Deuzeld is a neighborhood in the Belgian municipality of Schoten. The neighborhood is located southwest of central Schoten, and lies near the border with the Antwerp district of Merksem. To the south of the Deuzeld neighborhood lies the Albert Canal, which connects Antwerp with Liège. The neighborhood is geographically separated from the rest of Schoten by several nature domains located along the path of the aborted A102 highway project.

== History ==
For a long time, the Deuzeld formed a small hamlet containing only a few homes, situated between Merksem and Schoten. It was shown on, for example, the Ferraris map, This is a map that was made by the Austrian general Joseph de Ferraris on the orders of emperor Joseph II.

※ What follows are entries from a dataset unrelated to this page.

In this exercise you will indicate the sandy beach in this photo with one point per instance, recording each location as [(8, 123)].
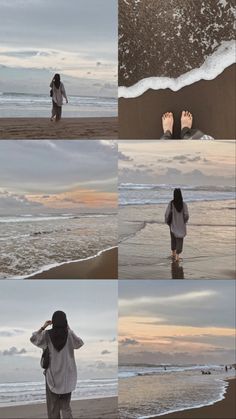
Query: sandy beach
[(212, 104), (67, 128), (104, 266), (82, 409), (225, 409), (144, 251)]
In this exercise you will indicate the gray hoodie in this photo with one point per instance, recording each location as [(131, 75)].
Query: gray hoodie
[(61, 376), (179, 220)]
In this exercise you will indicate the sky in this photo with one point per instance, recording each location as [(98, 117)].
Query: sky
[(77, 39), (177, 322), (91, 308), (62, 175), (173, 162)]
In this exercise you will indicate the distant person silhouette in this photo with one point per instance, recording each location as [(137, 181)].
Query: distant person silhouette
[(176, 216), (57, 94)]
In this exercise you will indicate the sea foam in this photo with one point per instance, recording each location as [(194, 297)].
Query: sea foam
[(214, 65)]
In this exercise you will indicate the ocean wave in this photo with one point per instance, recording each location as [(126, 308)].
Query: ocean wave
[(34, 392), (129, 201), (151, 370), (165, 186), (213, 66)]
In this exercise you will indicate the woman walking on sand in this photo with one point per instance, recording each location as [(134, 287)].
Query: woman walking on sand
[(176, 216), (57, 93), (61, 374)]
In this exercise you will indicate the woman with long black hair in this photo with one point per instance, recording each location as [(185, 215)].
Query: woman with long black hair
[(61, 371), (57, 93), (176, 216)]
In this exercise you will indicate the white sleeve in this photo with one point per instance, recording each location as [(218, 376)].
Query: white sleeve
[(39, 339), (76, 341)]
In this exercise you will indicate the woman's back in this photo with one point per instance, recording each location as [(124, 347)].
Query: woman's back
[(62, 373), (178, 219)]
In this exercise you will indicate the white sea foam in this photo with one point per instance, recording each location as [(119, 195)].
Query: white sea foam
[(58, 264), (213, 66)]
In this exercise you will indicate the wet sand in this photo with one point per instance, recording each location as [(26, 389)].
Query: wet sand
[(67, 128), (211, 102), (82, 409), (209, 247), (104, 266), (159, 38), (225, 409)]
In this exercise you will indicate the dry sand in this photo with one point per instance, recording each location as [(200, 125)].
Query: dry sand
[(169, 38), (225, 409), (67, 128), (104, 266), (82, 409), (211, 102)]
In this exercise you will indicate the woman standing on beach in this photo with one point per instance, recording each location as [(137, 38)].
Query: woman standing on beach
[(57, 93), (176, 216), (61, 373)]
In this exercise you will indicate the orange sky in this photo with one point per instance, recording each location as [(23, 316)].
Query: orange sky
[(168, 337), (76, 198)]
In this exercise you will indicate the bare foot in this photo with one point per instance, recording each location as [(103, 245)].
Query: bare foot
[(186, 120), (167, 122)]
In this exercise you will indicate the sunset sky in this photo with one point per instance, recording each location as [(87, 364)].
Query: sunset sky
[(48, 176), (177, 321), (183, 162), (91, 308), (77, 39)]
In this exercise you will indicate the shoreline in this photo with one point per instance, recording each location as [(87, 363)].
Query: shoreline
[(105, 407), (104, 265), (221, 409), (67, 128), (140, 117)]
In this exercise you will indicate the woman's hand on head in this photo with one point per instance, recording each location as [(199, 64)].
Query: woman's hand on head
[(47, 323)]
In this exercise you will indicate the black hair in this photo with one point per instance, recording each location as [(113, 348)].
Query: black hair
[(57, 80), (178, 199)]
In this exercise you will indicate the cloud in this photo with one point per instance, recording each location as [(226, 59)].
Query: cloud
[(177, 298), (129, 342), (11, 332), (14, 351), (9, 201)]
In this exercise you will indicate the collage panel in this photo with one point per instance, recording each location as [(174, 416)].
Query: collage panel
[(58, 69), (58, 209), (177, 69), (176, 209), (117, 251), (177, 349), (84, 369)]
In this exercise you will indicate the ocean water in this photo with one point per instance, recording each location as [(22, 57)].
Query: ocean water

Deuzeld began to develop during the industrial revolution. The construction of the Kempische Vaart (1847) and its replacement the Albert Canal (1946), made that the neighborhood quickly grew in numbers. In the late 19th century, a first church was built at the Kruiningenstraat. In 1961, work commenced on the new Heilig Hart church, which was opened the following year. Originally, a castle called the Cogelshof could be found at the Deuzeldlaan, which was eventually demolished because of its bad material condition.

In the 1970s, the castle was replaced by the Cogelspark and the Cogelshof service centre, built in glass and concrete. This was renovated in 2011 and is used by the OCMW.
In 2008, the Deuzeldlaan, the main street of the neighborhood, was completely reconstructed, adding green elements and creating more room for cyclists. Plans exist to build a new bridge over the Albert Canal in the neighborhood, called the Kruiningenbrug, which would only be used by pedestrians and cyclists.